Thursday 26 May 2011

DON'T LOOK UP

CONTAINS SOME SPOILERS AND A BIT OF A WHINE ABOUT ONLINE RENTALS

This isn't really how I like to watch films - in instalments. But sadly it took three goes for me to get to the end of this particular movie. Not because it's monumentally long, not because it was so soul-witheringly tedious, but because the first two discs that an unnamed rentals company (hereafter referred to as LikeMovie) didn't work. The first one didn't even play: it just whizzed around inside my machine making an unpleasant juddering noise, like I'd put a spoon in there or something. LikeMovie replaced it a couple of days later with another copy, which played perfectly well up to about 51 minutes in, when it froze solid and refused to proceed any further. And it's not my player - it wouldn't work on my PC either (I don't like watching movies on my PC screen anyway but that's another matter). So LikeMovie sent me another replacement copy and that played well - at least from the 45 minute mark.
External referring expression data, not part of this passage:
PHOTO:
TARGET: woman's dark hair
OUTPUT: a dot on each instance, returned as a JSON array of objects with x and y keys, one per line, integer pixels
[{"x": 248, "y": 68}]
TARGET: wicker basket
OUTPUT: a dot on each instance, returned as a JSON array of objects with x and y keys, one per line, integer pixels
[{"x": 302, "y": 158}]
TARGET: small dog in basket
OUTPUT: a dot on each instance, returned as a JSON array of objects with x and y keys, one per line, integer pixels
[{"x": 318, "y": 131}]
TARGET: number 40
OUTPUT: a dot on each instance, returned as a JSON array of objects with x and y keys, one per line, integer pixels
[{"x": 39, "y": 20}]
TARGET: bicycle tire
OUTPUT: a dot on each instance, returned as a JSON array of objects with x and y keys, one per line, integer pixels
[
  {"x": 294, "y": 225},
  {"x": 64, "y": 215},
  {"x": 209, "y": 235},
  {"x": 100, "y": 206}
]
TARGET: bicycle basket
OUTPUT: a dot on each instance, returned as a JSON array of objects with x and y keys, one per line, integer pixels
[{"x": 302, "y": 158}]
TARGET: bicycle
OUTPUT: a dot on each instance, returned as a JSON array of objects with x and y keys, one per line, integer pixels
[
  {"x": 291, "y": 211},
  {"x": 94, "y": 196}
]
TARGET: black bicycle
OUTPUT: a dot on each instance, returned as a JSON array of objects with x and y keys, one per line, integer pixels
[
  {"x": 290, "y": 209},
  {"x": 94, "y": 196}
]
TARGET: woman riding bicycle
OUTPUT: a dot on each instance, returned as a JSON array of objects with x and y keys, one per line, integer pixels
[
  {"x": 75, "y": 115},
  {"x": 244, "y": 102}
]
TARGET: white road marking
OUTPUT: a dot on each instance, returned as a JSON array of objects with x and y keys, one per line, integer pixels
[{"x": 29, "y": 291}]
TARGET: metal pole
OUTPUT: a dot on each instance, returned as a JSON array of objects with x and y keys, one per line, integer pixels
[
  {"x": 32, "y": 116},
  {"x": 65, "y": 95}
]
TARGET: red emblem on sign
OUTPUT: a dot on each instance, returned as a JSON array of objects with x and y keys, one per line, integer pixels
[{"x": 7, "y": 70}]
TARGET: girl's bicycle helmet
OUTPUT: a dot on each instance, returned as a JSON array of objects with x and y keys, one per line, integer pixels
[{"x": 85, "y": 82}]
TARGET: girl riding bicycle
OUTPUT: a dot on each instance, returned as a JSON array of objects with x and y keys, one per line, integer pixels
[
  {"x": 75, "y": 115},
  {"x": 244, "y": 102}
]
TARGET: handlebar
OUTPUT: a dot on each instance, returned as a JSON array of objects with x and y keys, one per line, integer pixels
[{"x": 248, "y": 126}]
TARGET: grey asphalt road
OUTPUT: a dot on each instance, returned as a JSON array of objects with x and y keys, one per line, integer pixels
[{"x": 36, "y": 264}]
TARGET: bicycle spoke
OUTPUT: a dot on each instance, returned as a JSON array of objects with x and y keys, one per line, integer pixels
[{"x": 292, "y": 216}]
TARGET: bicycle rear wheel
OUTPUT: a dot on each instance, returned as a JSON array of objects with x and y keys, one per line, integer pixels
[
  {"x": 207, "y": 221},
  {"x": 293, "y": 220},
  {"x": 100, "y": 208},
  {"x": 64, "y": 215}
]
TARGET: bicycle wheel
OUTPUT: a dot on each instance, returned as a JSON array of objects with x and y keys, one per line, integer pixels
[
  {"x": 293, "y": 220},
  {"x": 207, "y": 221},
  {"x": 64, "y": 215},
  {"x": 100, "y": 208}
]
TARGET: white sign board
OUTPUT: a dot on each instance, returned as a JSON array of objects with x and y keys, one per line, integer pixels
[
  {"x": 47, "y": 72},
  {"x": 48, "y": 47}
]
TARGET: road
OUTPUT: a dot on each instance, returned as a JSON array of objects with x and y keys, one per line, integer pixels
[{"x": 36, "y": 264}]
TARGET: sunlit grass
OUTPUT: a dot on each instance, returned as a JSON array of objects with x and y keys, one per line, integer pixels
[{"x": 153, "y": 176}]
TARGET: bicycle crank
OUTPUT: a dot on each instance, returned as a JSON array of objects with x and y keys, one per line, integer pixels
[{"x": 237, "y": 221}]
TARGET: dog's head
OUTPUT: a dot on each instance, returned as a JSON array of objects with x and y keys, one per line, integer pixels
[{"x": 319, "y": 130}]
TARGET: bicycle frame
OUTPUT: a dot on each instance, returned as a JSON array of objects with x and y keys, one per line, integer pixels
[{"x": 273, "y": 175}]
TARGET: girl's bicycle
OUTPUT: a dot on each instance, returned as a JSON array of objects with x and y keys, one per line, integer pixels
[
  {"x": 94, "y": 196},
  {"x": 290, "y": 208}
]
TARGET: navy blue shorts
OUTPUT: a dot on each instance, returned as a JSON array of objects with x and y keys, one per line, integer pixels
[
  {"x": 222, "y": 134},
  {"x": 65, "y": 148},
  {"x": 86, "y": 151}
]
If it was damaged earlier than that I wouldn't know because I skipped near to where it had frozen the other day. In AdmireCinema's defence: they got me that third copy within a week of the first one fritzing up, and I've got an extra rental as a bonus. And it really doesn't happen very often. But if it grinds to a halt at 51 minutes in, and it's actually a decent little film, it IS annoying.

And Don't Look Up IS a decent little film. It's certainly nothing special, but it's well enough put together to pass muster. A paranormally-sensitive film director has an urge to remake a Romanian silent horror movie which was abandoned after spooky stuff happened on set, mirroring the true-life folk-tale curse of the story, and the director (played by Eli Roth!) died. When he and his crew start restaging the movie in the same Eastern European studios, it's no great surprise when the same spooky happenings begin again: members of the crew are bumped off one by one and the real evil spirit of the story returns, accompanied by swarms of unconvincing CGI flies.

Sadly, after about an hour it gives up trying to be pleasantly creepy and opts for turning into a typically unfathomable Japanese-style horror, complete with the familiar figure of the lank-haired girl ghost, which is hardly surprising when Don't Look Up turns out to be a remake of a Hideo Nakata film! It's nicely done much of the time, with some occasional spurts of gore and some effectively creepy moments, although the CG flyswarms are very ropey. Plotwise, it's open to question as to whether a film crew would stick around an obviously collapsing project with a rising body count and a director who's patently unhinged, and it's odd to see this low-budget horror film crew apparently working with Panaflex film cameras rather than digital (although the plot does call for odd things to show up on the processed dailies) when this film was actually shot on HD, according to the IMDb's technical specs page. But it's effective enough, particularly in its first half, with an interesting cast (it's got Henry Thomas, Kevin Corrigan and Lothaire Bluteau), and certainly worth a rental. Though probably not three.